O’ Hare also discussed ShotSpotter, the earliest analytics purchased for C4, and BriefCam, advanced analytics, to drill down through video and find specific information in real time. To illustrate, O’Hare pulled up a video clip to show how BriefCam lets him isolate all the people at a busy festival wearing green shirts and find a pickpocket in a matter of seconds.
BriefCam is also helping improve city engineering. “I can track the peak hours for bike traffic and recommend where the city might install bike lanes,” said O’Hare. “Or I can quantify the number of school kids jaywalking and maybe add a crossing guard or suggest a footbridge that could eliminate the problem.”
The symposium closed with an engaging visit to C4 where attendees were treated to an amazing demonstration of how the city integrates public and private surveillance cameras, multi-sourced data streams and video analytics to crack down on crime. Standing in front of a large video screen, O’Hare pulled up windows from Live Earth maps, live streaming video from the city’s streets, a list of patrol car locations and more, pointing out how each screen of information tied to the next to provide command center staff with a complete picture of events. He showed how he could push images out to patrol officers’ smartphones or send pertinent information to other jurisdictions to apprehend suspects crossing state lines. At the end of the tour, attendees were treated to a commemorative Capitol City Command Center medallion as a memento of their visit, not to mention a lot to think about when planning their safe city initiatives.

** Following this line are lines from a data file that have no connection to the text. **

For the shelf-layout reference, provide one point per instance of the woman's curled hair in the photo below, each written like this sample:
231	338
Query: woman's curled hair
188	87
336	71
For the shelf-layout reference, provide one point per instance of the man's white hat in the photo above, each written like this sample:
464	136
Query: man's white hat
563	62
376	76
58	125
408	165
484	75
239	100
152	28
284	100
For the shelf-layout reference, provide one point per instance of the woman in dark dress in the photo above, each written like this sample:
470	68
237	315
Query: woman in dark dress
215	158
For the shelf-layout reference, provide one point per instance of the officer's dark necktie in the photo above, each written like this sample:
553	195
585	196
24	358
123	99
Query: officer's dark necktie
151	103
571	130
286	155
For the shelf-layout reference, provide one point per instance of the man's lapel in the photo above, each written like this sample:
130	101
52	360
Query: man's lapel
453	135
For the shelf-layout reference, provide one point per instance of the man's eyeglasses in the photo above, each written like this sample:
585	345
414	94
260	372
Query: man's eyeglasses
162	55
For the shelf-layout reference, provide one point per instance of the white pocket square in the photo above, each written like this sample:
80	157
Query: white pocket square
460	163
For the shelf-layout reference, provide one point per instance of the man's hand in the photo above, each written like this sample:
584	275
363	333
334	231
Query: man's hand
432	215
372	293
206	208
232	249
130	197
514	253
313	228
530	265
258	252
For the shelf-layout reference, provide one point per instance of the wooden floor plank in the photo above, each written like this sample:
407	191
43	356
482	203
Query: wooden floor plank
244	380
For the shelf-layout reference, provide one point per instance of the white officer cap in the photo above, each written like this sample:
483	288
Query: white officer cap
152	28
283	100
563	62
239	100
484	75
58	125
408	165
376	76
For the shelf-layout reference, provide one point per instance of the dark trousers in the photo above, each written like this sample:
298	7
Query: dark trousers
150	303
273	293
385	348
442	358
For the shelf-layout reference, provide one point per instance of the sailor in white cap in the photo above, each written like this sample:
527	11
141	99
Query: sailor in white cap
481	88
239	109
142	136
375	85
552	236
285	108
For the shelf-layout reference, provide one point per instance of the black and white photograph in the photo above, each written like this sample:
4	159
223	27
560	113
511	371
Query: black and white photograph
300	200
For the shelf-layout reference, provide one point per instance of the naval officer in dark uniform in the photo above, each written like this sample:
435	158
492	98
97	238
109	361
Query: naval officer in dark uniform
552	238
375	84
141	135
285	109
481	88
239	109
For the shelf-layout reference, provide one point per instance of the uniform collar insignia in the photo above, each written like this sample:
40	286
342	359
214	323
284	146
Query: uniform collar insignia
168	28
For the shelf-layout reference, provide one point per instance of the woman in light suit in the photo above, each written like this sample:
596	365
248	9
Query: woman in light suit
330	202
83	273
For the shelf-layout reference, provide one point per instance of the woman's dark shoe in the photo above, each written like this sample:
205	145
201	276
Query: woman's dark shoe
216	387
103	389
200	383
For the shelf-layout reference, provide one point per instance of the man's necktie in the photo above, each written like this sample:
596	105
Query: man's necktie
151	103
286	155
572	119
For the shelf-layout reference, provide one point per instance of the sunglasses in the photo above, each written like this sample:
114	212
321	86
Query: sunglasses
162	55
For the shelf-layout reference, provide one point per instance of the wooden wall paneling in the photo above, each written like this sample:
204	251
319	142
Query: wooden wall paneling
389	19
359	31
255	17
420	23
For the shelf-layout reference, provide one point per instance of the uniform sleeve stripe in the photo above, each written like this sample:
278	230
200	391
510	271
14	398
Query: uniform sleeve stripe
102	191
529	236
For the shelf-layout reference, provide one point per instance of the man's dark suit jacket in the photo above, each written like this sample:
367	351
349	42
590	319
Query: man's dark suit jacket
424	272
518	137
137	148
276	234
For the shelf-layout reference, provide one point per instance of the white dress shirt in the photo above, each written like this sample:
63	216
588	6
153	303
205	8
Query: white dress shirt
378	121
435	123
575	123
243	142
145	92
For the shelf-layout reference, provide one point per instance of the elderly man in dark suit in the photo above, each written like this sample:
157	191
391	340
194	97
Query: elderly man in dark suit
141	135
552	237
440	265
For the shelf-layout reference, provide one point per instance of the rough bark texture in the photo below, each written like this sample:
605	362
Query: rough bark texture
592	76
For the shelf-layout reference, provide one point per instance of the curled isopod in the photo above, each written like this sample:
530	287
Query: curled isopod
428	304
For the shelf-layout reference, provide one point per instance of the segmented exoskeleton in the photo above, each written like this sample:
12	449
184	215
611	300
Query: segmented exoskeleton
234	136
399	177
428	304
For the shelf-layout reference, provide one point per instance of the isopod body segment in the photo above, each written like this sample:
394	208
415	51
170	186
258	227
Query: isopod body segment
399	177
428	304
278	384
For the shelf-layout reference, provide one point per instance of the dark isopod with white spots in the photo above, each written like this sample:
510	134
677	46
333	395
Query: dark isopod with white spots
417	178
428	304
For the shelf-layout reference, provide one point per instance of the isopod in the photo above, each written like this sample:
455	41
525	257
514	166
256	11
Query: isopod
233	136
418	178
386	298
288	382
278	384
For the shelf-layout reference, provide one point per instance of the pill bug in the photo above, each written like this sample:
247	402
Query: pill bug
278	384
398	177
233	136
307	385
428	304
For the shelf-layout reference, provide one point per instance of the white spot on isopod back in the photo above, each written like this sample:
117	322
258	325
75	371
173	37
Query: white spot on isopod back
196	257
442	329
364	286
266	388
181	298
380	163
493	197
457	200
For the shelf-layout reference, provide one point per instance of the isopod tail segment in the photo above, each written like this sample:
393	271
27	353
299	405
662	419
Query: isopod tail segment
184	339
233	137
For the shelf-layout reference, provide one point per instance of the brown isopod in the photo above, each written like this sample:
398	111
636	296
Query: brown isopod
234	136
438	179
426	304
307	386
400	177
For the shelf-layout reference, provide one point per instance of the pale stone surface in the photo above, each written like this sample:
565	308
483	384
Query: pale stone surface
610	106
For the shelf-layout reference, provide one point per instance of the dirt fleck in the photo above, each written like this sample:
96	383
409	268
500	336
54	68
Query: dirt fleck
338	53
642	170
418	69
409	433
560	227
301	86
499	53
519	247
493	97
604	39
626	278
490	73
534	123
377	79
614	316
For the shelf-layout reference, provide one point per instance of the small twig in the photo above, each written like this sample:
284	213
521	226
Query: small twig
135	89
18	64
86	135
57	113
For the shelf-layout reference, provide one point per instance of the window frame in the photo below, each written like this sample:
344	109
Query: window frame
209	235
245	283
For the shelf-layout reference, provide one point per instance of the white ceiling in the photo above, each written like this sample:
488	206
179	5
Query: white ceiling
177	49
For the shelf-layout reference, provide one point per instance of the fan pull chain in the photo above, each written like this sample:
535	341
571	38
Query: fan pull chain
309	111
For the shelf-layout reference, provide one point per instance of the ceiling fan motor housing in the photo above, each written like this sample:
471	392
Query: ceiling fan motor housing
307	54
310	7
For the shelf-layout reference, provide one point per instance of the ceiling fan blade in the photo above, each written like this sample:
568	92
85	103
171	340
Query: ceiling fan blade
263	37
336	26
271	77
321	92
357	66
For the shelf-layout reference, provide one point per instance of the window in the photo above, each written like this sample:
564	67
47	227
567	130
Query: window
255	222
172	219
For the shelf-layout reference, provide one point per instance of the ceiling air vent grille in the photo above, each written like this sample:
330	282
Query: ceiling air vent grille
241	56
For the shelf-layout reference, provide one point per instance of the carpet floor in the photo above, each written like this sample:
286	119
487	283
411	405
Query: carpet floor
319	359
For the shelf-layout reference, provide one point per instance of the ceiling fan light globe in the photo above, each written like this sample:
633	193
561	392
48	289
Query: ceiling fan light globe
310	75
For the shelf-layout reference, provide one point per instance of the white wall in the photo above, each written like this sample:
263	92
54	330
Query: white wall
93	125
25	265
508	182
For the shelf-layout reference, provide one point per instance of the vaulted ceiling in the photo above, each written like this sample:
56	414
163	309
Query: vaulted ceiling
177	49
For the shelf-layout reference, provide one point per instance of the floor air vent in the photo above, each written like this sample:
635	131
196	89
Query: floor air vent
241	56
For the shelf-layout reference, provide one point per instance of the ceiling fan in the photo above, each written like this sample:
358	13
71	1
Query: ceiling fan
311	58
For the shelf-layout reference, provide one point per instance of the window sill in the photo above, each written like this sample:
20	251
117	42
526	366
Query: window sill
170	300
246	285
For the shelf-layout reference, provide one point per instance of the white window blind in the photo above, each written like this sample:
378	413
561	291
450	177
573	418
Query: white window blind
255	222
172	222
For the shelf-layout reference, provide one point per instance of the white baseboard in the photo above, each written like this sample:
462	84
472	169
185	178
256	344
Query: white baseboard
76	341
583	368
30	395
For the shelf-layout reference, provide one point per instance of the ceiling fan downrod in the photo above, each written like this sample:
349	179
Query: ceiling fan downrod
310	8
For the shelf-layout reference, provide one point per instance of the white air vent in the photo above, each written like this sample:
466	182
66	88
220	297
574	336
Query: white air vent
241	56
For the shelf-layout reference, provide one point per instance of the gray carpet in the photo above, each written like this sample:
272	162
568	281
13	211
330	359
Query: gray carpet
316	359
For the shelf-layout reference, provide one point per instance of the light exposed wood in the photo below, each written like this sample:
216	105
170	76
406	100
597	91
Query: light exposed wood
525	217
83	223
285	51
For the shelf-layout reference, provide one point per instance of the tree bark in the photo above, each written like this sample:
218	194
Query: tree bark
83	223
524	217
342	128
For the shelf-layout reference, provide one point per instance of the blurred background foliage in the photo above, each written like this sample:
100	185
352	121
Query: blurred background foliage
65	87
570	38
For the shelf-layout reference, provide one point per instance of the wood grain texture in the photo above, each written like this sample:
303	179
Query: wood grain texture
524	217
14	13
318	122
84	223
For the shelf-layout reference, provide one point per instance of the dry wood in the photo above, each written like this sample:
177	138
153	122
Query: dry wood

The takeaway: Axis Safe City Symposium was a powerful platform for peer learning
When asked for their feedback on the symposium, attendees gave the event high marks for valuable content and felt the event was a good use of their time. They thought the event was well-organized and the speakers engaging, enthusiastic and informative. They also commented that the presenters’ vast knowledge of the subject matter, in addition to the real-life stories they shared, gave attendees a new perspective on how they look at security. Several mentioned particularly enjoying the tabletop exercise and felt they learned a lot through the collaborative format. And many said the day inspired them to investigate how to implement the tips and tools showcased throughout the day.